G M Hopkins “To R.B.”

Friday October 18

At the History of Technology Annual Meeting in Porland ME last week I got talking with a younger colleague about some of the demanding challenges of adult commitments. Somewhere in that conversation I mentioned the Jesuit Poet Gerard Manley Hopkins. She asked me to send her some of his six “terrible sonnets” which take the reader into some of the terrible places of those commitments.

Here’s one. Poem # 51 from GMH’s brief extant collection. “To R.B.” R.B. in the title is Robert Bridges, who in the early 20th century collected and published the first compendium of Hopkins’ poems. Bridges was poet laureate of England at the time. While Hopkins was alive (d. 1889) Bridges repeatedly demonstrated both his friendship and his lack of comprehension of Hopkins’ sprung rhythm revolution in poetic rhythm and cadence. But he kept all GMH’s poems.

It’s about writer’s block experienced as mystical anguish.

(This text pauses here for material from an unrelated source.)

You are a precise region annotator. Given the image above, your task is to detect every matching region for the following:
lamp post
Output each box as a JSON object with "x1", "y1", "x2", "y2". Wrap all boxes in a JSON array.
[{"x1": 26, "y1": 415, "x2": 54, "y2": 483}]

Gerard Manley Hopkins (1844–89). Poems. 1918.

51 To R. B.

THE fine delight that fathers thought; the strong
Spur, live and lancing like the blowpipe flame,
Breathes once and, quenchèd faster than it came,
Leaves yet the mind a mother of immortal song.
Nine months she then, nay years, nine years she long
Within her wears, bears, cares and moulds the same:
The widow of an insight lost she lives, with aim
Now known and hand at work now never wrong.
Sweet fire the sire of muse, my soul needs this;
I want the one rapture of an inspiration.
O then if in my lagging lines you miss
The roll, the rise, the carol, the creation,
My winter world, that scarcely breathes that bliss
Now, yields you, with some sighs, our explanation.

 

Have a good weekend. May the Tigers claw back from the wall.